Assim é que, logo que apareceram os grupos resultantes da seca de 1766, ordenava o Governo que fossem reunidos em povoações, e os que não se submetessem às ordens seriam considerados fora da lei e punidos como alteadores e assassinos. A esse tempo foi 'expedida ao Governo de Pernambuco uma Ordem Regia para que os vadios e facínoras que viviam a vagabundear pela Capitania, se ajuntassem em povoações por mais de 50 fogos, repartindo entre eles com justa proporção as terras adjascentes, sob pena dos refratários serem considerados salteadores e inimigos comuns e como tais punidos severamente.' Em consequência da Ordem Régia, foram criadas as vilas de Sobral, São Bernardo das Russas (atual Russas), São João do Príncipe (atual Tauá) e Quixeramobim".   

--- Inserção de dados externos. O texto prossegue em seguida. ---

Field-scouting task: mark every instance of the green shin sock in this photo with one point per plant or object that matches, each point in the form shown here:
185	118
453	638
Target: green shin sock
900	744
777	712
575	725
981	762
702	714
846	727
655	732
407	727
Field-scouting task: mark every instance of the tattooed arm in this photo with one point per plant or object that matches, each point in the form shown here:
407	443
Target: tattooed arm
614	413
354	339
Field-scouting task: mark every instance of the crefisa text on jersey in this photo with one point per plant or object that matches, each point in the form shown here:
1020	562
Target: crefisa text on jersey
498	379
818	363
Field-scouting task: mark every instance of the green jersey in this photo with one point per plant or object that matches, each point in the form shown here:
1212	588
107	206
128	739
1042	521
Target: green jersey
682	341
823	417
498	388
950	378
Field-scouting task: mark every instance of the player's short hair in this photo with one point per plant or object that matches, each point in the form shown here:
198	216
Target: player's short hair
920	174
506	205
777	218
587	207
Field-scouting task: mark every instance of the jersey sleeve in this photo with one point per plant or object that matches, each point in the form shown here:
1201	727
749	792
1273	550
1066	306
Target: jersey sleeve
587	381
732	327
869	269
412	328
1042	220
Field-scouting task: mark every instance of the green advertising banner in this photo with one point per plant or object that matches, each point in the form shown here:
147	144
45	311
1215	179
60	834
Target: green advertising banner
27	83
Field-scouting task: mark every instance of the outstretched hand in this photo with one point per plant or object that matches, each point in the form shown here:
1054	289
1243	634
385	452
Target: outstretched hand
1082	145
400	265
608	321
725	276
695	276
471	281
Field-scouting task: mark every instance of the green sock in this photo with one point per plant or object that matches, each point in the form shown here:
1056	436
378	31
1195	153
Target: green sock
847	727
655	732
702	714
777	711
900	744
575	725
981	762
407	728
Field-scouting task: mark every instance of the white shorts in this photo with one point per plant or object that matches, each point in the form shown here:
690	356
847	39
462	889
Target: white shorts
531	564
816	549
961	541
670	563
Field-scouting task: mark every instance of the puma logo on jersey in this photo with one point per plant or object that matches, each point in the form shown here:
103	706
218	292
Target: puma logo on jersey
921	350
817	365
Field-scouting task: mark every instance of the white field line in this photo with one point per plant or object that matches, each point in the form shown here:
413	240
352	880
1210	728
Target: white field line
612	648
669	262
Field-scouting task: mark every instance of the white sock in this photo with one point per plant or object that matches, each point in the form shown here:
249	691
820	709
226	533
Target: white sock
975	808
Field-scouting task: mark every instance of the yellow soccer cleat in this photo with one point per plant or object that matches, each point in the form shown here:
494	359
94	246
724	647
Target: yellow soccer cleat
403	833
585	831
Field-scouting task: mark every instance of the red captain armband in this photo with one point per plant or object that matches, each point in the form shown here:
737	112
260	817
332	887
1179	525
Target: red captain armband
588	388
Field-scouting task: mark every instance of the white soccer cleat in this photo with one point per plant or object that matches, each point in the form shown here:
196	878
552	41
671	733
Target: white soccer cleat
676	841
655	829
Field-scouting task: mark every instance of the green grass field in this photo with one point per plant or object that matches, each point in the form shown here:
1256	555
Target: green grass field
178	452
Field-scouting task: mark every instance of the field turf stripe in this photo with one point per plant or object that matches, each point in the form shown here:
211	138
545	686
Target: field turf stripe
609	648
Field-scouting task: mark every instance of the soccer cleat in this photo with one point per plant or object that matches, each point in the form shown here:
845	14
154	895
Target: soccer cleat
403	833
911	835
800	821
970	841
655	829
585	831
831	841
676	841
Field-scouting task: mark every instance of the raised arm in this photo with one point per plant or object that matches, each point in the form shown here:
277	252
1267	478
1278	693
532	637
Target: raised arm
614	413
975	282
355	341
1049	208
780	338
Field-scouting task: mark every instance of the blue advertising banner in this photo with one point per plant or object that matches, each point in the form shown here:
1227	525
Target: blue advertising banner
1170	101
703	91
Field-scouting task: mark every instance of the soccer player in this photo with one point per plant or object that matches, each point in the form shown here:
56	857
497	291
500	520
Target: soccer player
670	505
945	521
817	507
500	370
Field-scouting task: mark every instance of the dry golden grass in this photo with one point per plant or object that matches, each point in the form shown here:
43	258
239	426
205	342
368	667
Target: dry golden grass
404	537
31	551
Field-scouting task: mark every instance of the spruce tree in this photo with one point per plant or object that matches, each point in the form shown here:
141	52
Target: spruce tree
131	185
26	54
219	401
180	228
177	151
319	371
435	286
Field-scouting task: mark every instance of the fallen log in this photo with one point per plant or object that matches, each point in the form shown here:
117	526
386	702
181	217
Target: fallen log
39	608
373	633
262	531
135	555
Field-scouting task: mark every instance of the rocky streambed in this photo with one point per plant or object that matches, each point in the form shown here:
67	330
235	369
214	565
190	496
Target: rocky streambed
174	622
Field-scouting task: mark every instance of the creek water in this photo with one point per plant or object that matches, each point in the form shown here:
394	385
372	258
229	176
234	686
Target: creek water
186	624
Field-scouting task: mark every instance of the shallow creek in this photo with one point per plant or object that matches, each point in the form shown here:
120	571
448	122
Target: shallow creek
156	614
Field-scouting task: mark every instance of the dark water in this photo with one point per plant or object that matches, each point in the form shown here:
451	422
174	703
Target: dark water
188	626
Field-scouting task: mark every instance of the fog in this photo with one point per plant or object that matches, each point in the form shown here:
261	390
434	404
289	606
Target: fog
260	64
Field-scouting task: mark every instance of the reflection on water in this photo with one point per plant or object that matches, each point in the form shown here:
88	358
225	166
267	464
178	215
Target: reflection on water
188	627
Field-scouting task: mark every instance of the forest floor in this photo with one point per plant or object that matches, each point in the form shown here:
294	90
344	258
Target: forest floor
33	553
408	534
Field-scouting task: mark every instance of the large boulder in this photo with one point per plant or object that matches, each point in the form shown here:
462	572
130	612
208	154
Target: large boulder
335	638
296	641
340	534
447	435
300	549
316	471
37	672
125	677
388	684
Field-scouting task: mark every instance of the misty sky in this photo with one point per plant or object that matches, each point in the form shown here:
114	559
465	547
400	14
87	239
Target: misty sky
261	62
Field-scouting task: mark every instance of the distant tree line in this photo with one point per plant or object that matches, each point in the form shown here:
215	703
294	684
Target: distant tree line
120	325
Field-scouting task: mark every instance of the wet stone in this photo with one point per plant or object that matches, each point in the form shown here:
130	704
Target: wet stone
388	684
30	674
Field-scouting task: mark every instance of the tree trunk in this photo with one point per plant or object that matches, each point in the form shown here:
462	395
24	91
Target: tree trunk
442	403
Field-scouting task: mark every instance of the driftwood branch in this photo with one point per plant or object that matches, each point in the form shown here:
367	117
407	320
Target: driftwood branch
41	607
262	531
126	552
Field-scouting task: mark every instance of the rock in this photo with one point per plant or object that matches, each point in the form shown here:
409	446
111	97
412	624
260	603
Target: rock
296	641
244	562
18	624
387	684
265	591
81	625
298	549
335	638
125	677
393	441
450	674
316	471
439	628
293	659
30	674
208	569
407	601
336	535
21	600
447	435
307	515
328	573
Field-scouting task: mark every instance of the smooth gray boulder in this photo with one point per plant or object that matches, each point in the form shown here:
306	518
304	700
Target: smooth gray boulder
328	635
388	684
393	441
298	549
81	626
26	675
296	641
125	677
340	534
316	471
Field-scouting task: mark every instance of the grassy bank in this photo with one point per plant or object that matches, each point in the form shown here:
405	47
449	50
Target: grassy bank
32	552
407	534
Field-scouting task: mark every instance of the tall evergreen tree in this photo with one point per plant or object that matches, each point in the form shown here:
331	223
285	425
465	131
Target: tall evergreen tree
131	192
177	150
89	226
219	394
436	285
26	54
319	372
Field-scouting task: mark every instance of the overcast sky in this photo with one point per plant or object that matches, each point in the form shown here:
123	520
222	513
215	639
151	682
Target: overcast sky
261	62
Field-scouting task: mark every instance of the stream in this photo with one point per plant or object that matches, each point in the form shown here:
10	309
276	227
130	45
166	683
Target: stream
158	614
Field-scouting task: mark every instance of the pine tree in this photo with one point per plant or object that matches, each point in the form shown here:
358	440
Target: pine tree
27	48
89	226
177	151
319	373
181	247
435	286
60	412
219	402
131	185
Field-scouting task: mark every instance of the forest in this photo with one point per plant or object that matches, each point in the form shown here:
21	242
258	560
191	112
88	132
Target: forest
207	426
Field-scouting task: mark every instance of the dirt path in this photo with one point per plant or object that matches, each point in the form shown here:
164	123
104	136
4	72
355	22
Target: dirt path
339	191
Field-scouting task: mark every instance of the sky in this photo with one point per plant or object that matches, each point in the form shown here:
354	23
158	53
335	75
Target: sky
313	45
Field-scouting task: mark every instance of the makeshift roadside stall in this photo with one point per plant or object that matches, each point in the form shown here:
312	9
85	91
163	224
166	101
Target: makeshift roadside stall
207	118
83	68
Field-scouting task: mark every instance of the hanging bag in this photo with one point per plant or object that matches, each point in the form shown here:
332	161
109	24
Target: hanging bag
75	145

No século XIX também foram registradas diversas secas. No Ceará e na Paraíba foram registradas uma seca em 1803-1804 e no Rio Grande do Norte e no Ceará uma em 1808-1810. Em 1814 foi registrada uma seca no Rio Grande do Norte e em 1817 uma no Ceará. Em 1824-1825 ocorreu uma grande seca que castigou o Ceará, Rio Grande do Norte, Paraíba e Pernambuco. Em 1833 a seca castigou principalmente o Rio Grande do Norte e Pernambuco (é possível que também tenha afetado outros estados). De 1844 a 1846 houve uma grande seca no Ceará, produzindo um grande número de pessoas, principalmente nas viagens migratórias à procura de melhores condições de vida. Em 1860 houve uma seca no Rio Grande do Norte e na Bahia; em 1869 teve uma seca no Rio Grande do Norte que não se estendeu a outros estados. E a maior seca do século ocorreu no período 1877 - 1879. Durante o primeiro ano da seca a população de Mossoró, no Rio Grande do Norte passou de 4.000 para 25.000 habitantes, muitas das quais morreriam de miséria ou peste [2]. Segundo Rodolfo Teófilo morreram em Fortaleza de 1877 a 1879, 65.163 pessoas, sendo que a população desta cidade se elevou, no pico da seca, a cerca de 150 mil pessoas. Ocorreram ainda secas menores, em 1888 - 1889 e em 1898. 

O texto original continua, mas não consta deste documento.